There was a frostiness in his entire manner as he said, “This is the first time you’ve seen me in years, Kalinda. There is absolutely no way you can just…just judge me like that.”
“What else did you expect me to do? Xyon…I couldn’t keep my life, and myself, in deep freeze, until you were ready to deal with it. The universe doesn’t conform to your schedule. Can you really be so selfish as not to see that? Then again, you’re the one who refused to let any of us know you were alive for years, so I guess the answer to that is, yes, you can be just that selfish.”
“I…”
He seemed to want to say something, but he didn’t. Instead he straightened his shoulders, standing upright in such a way that Tiraud realized for the first time just how tall Xyon was. Or perhaps he was just trying to make himself look bigger.
“This was a mistake,” he said finally. “I should never have come back to you. I should never have expected you to understand.”
“Oh, it’s my fault now, is it?” There was no anger in the way she said it. Just regret. “And what was I supposed to understand?”
“What it took for me to come here.”
“Xyon…”
He paid her no mind. Instead he turned his back to her and walked away. Kalinda started after him and Tiraud reached out to her to try and prevent her from following Xyon. But it wasn’t necessary, because she stopped on her own.
“Tell your father!” she called after him. “Let him know, at least! It’s cruel to leave a hole in his heart just because it suits you to skulk around the galaxy pretending you’re dead. He still mourns you!”

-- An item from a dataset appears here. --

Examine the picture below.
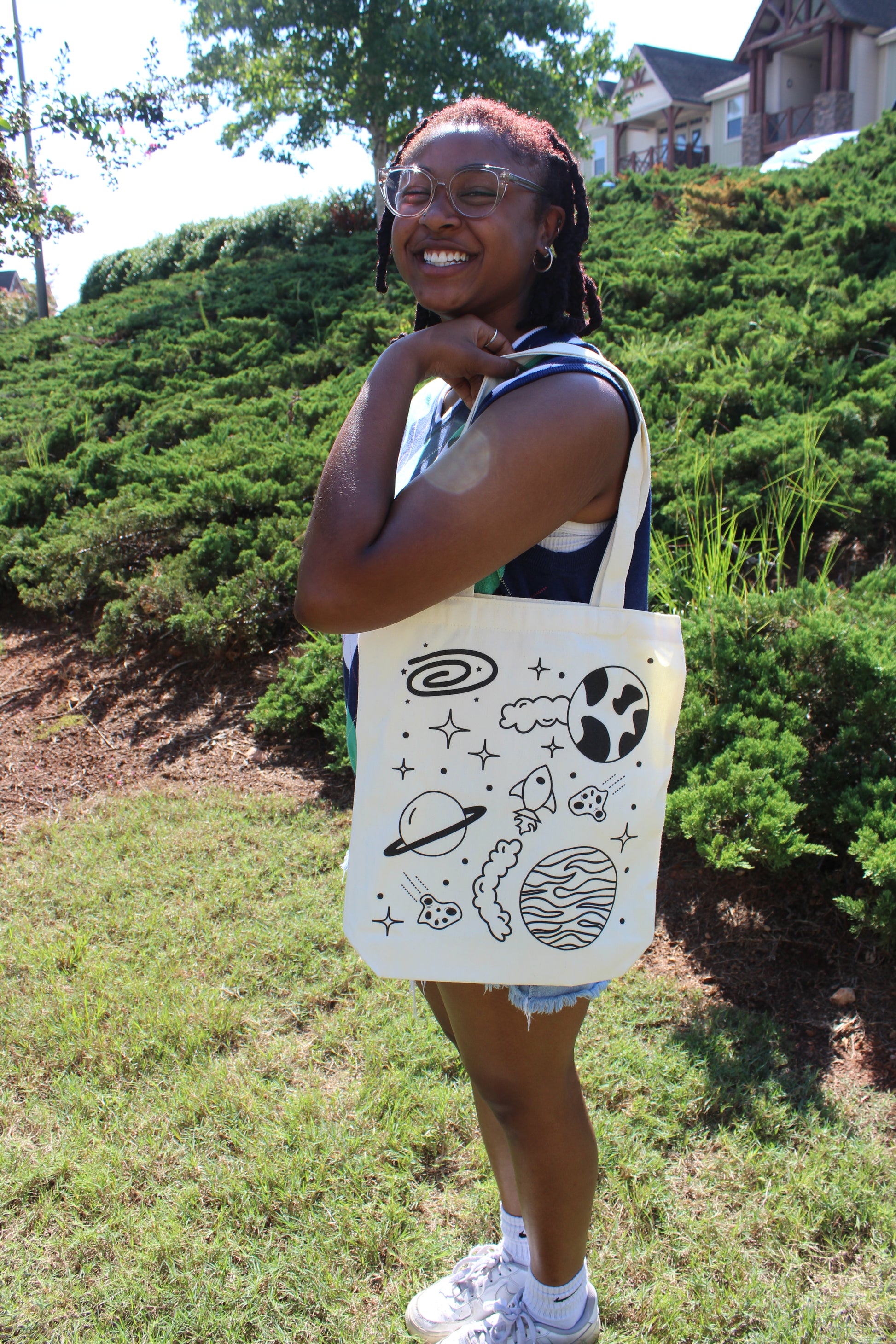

“Oh yes,” Xyon shouted back with
out bothering to turn around. “I’m sure I’m uppermost in his thoughts.”
She started to say something else to him, but her voice was drowned out by a roar of engines. A small space vessel had risen from behind a hillock, and it was angling down toward Xyon. For a heartbeat, Tiraud hoped that it was an enemy vessel or, even better, that it would simply land atop Xyon and squash him flat. Instead it descended until it came to rest a few feet away from Xyon, and a hatch irised open. Without a backward glance, Xyon stepped in. Then the door shut and the ship lifted off.
Kalinda watched it go, dry-eyed, stoic.
“He was your lover?” Tiraud demanded as the ship receded into the sky.
“Tiraud,” she sighed, “do we really have to discuss this now…?”
“Yes, we really do.”
She turned to face him and there was mild surprise on her face. “Actually, no. We really don’t. I get a vote in this and I say we don’t.”
“Lind…”
“And I hate that you call me ‘Lind.’ It’s Kalinda. Or Kally. Not ‘Lind.’ Got it?”
She walked away from him, leaving an irritated Tiraud saying, “Right. Got it.”
Tiraud had never hated an individual so quickly and thoroughly as he hated Xyon of…of whatever damned planet he came from. As for Mackenzie Calhoun, who was apparently Xyon’s father…he’d never met Calhoun, but already he wasn’t too wild about him, either. Then again, from the things his father had told him about the Federation in general, he didn’t think he’d be especially thrilled about any UFP starship captain right about then.
U.S.S. Trident
Kat Mueller still wasn’t entirely certain what to make of Commander Desma.
That much had apparently become clear to Desma as well, for she was standing in the doorway of Mueller’s ready room with a look of concern. Outside, on the bridge, Mueller could hear the brisk conversation between her crew members as they continued their mind-numblingly boring assignment to search for particles characteristic of transwarp conduits. Science officer M’Ress was overseeing the operation, working closely with Mick Gold at conn and Romeo Takahashi at ops. If there was anything out there, Mueller was confident they would find it.